Miller, the former governor and U.S. Senator, was in Gainesville on Tuesday to autograph copies of his new book, "Purt Nigh Gone, The Old Mountain Ways."

He said the response to the book has been mostly favorable.

"One fellow told me that I had too many big words in the first chapter," Miller said in his familiar mountain twang. "Another fellow told me that he had all my books about the mountains and ‘this is the third time you’ve told us in detail how to butcher a hog.’"

Miller covers a variety of topics in his 171-page book. He talks about everything from making moonshine to making music.

Cecil Martin of Gainesville asked Miller if he thought his values harkened to a different time.
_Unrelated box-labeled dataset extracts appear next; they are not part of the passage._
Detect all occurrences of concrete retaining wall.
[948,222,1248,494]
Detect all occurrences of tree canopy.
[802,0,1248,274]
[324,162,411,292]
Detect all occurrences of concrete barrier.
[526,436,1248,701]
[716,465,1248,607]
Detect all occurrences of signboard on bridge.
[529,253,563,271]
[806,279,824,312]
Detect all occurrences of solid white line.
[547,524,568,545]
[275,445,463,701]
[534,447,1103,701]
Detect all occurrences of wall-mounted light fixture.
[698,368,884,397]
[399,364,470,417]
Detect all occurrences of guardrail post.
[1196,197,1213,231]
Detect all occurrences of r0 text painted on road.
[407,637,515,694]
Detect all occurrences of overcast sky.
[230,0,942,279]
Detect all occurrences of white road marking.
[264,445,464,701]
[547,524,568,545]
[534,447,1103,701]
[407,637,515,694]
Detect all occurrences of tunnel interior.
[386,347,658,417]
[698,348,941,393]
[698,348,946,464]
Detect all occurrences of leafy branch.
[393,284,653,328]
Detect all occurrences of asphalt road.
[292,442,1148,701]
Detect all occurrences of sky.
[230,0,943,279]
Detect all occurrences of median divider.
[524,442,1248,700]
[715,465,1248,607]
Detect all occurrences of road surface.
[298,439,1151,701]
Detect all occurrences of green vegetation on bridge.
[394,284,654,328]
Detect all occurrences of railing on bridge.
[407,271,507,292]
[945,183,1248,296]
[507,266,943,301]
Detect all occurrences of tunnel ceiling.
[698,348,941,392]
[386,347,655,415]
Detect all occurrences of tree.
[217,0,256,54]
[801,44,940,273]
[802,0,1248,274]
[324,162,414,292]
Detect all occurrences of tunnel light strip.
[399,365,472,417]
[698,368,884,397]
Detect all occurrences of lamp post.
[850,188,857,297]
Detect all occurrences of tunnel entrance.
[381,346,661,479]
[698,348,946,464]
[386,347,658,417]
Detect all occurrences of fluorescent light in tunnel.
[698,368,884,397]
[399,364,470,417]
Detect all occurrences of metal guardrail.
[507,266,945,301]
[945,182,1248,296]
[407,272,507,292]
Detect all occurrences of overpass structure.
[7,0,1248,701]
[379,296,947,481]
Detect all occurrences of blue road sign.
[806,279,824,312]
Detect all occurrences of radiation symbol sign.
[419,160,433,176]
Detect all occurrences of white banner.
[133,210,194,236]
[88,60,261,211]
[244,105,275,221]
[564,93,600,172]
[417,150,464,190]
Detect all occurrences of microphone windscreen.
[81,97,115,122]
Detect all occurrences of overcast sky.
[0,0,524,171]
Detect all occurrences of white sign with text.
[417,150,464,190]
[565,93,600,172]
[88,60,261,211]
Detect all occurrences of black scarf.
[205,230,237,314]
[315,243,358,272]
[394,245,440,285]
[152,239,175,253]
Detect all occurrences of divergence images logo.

"I don’t even belong in this century," Miller said. "I think I’m a man of the 1940s and ’50s."

Miller’s book laments that the influence of pop culture and media, once foreign to the mountains, have all but erased the attributes that were so identified with the region.

"The cruel and shallow parodies like the comic strip ‘Snuffy Smith,’ the overdrawn stereotypes patterned for ridicule like the television program ‘The Beverly Hillbillies’ and the false portrayal of mountain people as depraved and amoral cretins by writers like James Dickey in his popular novel ‘Deliverance,’ have done lasting harm in how the mountaineer is portrayed," Miller writes in his book.

Miller closes the book with his personal list of 101 reasons he lives in Appalachia.

Among them — no gnats, dogs ride in the front seat of your pickup and adult males do not wear their caps backwards or sideways.

Miller uses a broad brush to describe Appalachia and counts as its natives Jefferson, Jackson and Lincoln.

He lists as among his favorite places the Natural Bridge near Lexington, Va., and includes Jefferson’s Monticello and the Biltmore estate as examples of some of its greatest architecture.

Closer to home, he takes pride in living less than an hour from places like Hanging Dog, Bug Snort, Shake Rag, Granny Squirrel Gap, Chunky Gal Mountain, Raw Dough, War Woman, Bad Creek and Worse Creek.